APA - Austria Presse Agentur

"Priscilla": Selbstfindungstrip in den Fängen des "King"

Wie lebt es sich als Frau an der Seite des "King of Rock 'n' Roll"? Priscilla Presley hat darauf eine Antwort. Mehr als ein Jahrzehnt war sie in einer Beziehung mit Elvis. Ihre Erfahrungen brachte sie in den 80er-Jahren in "Elvis and Me" zu Papier. Regisseurin Sofia Coppola ("Lost in Translation") hat die Memoiren ausgegraben und mit Sinn für leise Zwischentöne in einen Film gegossen. Der Selbstfindungstrip ist ab Donnerstag im Kino zu sehen.

Soldatentochter Priscilla (Cailee Spaeny) ist mit ihrer Lebenssituation gar nicht zufrieden - und Soldat Elvis (Jacob Elordi) ist auch unglücklich. Beide sind in Deutschland und sehnen sich in die USA zurück. Gegenseitig geben sie sich in der Fremde Halt, doch der Start verläuft etwas holprig. So stempelt Elvis, der das Erwachsenenalter längst erreicht hat, die 14-Jährige bei einer Party als "Baby" ab. Elvis-Fan Priscilla hat daraufhin kaum Hoffnung, jemals wieder vom "King" zu hören. Doch dürfte sie in ihm etwas berührt haben, lädt er sie schließlich bald wieder ein.

Die Eltern von Priscilla sind angesichts des Altersunterschieds wenig überraschend höchst skeptisch. Doch Elvis wirft sich ins Zeug, spricht beim Vater der Teenagerin vor und gelobt, nur Gutes im Schilde zu führen. So richtig warm werden die Eltern nie mit der Vorstellung, ihre Tochter an der Seite von Elvis zu wissen. Sie erlauben ihr letztlich aber sogar, noch vor Abschluss der Schule, zu ihm nach Memphis zu ziehen.

Dort angelangt lernt Priscilla den Alltag kennen: Elvis ist oft und lange unterwegs. Auf Tournee oder bei Filmdrehs möchte er sie nicht dabei haben. Das sei nichts für sie, stellt er klar. Was er dort so treibt, erfährt Priscilla über die Klatschpresse, während sie mit einem kleinen Hund, schicken Kleidern und einer Schusswaffe abgespeist, einsam durch große, teppichbezogene Räumlichkeiten wandelt.
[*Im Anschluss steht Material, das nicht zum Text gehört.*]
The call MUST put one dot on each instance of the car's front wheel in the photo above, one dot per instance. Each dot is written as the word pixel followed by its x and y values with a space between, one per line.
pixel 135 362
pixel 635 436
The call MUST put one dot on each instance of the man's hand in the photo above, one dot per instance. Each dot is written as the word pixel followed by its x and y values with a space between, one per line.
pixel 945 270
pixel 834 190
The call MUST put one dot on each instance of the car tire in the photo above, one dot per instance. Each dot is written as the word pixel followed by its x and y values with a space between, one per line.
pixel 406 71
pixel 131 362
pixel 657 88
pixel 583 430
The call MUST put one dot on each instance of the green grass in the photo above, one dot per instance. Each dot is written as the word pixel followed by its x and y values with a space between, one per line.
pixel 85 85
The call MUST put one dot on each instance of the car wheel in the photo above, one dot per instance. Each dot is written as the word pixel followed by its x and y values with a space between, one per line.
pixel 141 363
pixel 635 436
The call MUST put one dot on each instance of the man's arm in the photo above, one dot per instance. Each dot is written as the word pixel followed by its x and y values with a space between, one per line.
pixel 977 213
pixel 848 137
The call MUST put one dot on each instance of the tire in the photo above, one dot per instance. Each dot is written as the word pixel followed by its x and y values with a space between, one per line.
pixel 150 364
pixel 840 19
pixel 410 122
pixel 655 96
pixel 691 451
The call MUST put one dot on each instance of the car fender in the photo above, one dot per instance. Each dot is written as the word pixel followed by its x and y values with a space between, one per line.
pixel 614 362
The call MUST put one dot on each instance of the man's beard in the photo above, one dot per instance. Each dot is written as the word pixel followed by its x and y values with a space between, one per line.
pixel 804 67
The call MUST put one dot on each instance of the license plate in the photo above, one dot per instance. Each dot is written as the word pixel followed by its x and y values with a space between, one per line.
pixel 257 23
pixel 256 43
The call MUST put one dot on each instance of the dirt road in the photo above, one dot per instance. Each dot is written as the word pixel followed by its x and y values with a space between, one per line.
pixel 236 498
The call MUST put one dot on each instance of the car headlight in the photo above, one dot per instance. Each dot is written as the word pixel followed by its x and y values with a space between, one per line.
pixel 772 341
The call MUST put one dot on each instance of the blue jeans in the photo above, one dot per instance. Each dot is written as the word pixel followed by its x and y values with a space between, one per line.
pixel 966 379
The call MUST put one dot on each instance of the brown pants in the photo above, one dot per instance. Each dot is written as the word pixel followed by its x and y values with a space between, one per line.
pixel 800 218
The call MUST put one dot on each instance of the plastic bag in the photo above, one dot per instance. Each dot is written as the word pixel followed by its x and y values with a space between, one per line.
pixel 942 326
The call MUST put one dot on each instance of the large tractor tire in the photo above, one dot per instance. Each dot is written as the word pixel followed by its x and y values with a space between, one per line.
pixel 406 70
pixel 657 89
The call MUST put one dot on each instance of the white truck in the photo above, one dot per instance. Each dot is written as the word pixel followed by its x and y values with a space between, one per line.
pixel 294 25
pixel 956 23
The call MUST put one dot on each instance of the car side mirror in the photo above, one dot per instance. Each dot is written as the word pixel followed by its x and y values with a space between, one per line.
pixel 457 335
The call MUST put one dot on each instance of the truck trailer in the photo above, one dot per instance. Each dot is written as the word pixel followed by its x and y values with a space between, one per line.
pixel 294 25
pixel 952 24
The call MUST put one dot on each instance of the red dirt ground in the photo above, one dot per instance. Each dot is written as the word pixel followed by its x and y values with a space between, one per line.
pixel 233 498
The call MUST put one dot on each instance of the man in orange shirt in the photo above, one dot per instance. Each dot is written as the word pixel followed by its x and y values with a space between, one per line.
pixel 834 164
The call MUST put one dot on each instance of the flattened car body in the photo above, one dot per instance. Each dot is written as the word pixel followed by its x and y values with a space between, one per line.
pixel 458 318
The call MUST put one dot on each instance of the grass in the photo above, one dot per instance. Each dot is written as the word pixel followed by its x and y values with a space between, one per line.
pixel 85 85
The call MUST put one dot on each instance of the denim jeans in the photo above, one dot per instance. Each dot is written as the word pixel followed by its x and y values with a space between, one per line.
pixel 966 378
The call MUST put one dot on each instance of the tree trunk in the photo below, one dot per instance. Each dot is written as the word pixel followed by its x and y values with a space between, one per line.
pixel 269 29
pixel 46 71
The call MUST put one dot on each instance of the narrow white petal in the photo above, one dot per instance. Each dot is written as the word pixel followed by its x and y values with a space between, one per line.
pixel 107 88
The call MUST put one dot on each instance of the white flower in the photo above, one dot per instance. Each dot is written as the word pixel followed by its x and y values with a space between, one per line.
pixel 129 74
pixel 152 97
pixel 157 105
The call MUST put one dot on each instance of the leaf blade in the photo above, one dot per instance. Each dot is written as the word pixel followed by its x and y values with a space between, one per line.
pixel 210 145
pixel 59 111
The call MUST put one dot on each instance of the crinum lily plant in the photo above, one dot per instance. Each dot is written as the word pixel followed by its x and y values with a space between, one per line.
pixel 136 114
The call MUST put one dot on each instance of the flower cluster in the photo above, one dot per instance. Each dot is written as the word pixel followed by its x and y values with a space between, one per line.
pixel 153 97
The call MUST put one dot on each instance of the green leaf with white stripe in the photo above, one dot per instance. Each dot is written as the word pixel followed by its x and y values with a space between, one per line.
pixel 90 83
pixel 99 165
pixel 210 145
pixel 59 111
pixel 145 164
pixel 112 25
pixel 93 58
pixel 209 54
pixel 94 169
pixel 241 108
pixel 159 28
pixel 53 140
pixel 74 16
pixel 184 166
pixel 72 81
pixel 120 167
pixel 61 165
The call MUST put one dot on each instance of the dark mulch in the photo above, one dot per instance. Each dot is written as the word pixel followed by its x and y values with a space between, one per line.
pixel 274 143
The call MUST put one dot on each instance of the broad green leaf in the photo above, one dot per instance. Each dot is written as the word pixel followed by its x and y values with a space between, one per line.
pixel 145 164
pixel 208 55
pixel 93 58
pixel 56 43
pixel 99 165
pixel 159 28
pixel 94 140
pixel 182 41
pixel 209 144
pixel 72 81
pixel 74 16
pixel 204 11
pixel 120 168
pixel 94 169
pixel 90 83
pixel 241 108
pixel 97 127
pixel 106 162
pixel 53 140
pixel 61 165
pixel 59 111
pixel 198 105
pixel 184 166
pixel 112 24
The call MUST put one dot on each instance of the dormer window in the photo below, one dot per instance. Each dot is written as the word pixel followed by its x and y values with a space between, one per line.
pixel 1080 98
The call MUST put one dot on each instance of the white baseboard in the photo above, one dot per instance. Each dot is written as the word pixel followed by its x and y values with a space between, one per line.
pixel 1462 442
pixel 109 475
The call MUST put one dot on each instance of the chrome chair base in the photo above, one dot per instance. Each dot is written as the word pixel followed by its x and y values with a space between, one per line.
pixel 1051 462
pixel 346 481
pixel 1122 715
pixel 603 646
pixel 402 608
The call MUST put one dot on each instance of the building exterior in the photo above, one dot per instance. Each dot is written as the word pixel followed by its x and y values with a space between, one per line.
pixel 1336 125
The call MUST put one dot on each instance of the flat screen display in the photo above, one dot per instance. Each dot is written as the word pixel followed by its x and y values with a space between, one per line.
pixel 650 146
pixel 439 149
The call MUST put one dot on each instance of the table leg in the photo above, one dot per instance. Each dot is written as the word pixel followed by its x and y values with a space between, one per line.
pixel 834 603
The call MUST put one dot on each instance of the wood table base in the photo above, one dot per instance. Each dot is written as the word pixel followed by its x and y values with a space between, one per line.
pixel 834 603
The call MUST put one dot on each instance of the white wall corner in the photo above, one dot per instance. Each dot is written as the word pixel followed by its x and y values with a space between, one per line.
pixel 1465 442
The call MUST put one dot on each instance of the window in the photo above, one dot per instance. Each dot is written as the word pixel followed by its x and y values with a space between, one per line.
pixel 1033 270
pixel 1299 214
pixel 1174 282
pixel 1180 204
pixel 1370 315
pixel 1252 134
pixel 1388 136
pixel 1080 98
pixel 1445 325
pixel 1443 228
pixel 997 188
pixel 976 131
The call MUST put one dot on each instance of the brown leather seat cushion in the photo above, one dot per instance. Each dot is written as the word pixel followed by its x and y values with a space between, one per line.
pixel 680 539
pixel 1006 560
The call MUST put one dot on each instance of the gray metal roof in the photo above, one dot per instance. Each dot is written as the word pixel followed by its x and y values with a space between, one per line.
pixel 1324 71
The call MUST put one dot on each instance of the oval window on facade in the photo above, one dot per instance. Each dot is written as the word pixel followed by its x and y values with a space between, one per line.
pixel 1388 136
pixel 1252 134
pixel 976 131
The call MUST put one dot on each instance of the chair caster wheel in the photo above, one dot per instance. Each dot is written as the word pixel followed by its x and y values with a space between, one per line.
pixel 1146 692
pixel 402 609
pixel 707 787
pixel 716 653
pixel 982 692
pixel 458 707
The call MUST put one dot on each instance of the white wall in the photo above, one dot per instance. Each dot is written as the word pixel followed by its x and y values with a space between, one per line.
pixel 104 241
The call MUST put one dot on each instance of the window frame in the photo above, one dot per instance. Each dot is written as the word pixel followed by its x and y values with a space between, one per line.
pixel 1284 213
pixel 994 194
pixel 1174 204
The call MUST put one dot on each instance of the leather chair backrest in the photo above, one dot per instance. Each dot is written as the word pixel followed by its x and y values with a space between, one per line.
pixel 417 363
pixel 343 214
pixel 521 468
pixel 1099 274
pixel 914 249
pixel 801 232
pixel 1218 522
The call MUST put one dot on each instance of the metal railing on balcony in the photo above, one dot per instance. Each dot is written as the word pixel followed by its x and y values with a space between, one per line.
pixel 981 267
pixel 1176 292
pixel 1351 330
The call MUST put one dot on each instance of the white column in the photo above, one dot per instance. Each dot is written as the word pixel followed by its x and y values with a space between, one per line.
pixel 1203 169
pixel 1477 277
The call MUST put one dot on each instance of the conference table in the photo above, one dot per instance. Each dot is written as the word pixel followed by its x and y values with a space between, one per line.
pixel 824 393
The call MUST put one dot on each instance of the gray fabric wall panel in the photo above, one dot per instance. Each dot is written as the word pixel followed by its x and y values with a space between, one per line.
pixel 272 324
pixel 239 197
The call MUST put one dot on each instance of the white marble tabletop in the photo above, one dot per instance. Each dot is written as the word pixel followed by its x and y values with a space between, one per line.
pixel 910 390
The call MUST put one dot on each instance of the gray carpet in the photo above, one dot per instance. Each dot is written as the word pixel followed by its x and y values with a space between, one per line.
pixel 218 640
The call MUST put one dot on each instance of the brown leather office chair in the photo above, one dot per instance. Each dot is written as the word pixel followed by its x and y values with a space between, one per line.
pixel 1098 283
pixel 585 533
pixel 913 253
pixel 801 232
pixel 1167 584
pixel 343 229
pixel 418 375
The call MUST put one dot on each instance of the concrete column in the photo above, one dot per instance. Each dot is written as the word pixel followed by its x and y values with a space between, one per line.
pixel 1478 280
Arbeiten soll sie in den Augen Elvis' nicht. Karriere oder er. Auch ein eigenwilliger Heiratsantrag des Stars, der mehr einer Feststellung als einer Frage gleicht, und die spätere Geburt eines gemeinsamen Kindes können letztlich nichts daran ändern, dass Priscilla langsam aber doch zu sich und ihren Bedürfnissen findet.

Coppola beweist mit "Priscilla" einmal mehr, dass sie nicht nur ein Interesse an ungewöhnlichen bis komplexen Beziehungen zwischen Mann und Frau hat, sondern diese auch nuanciert in Szene setzen kann. Tatkräftige Unterstützung leistet ihr dabei Cailee Spaeny. Die Mittzwanzigerin wurde für ihre Darbietung bei den Filmfestspielen Venedig als beste Schauspielerin ausgezeichnet. Durchaus zu Recht möchte man meinen, wenn man sich etwa ihre funkelnden Augen nach dem ersten Kuss mit Elvis vergegenwärtigt, die nach mehreren Zwischenfällen zusehends einem skeptischen und letztlich leeren Blick weichen.

Auf große Kniffe verzichtet Coppola. Am auffälligsten ist noch ein gewisser Fokus auf Zwischenräume, der etwa große Ereignisse wie die Heirat und Geburt unbebildert lässt. Letztlich erzählt Coppola aber geradlinig davon, wie Elvis langsam zu seiner eigenen Karikatur verkommt, während Priscilla aus ihrem aufputschmittelgeschwängerten Leben als emotionales Auffangbecken des "King" erwacht. Schmuck, Kleider und sporadische Liebesbekundungen sind eben nicht alles - auch wenn sie von einem Star kommen. Eine nette Geschichte, schnörkellos und mit feinem Spiel auf die Leinwand gebracht.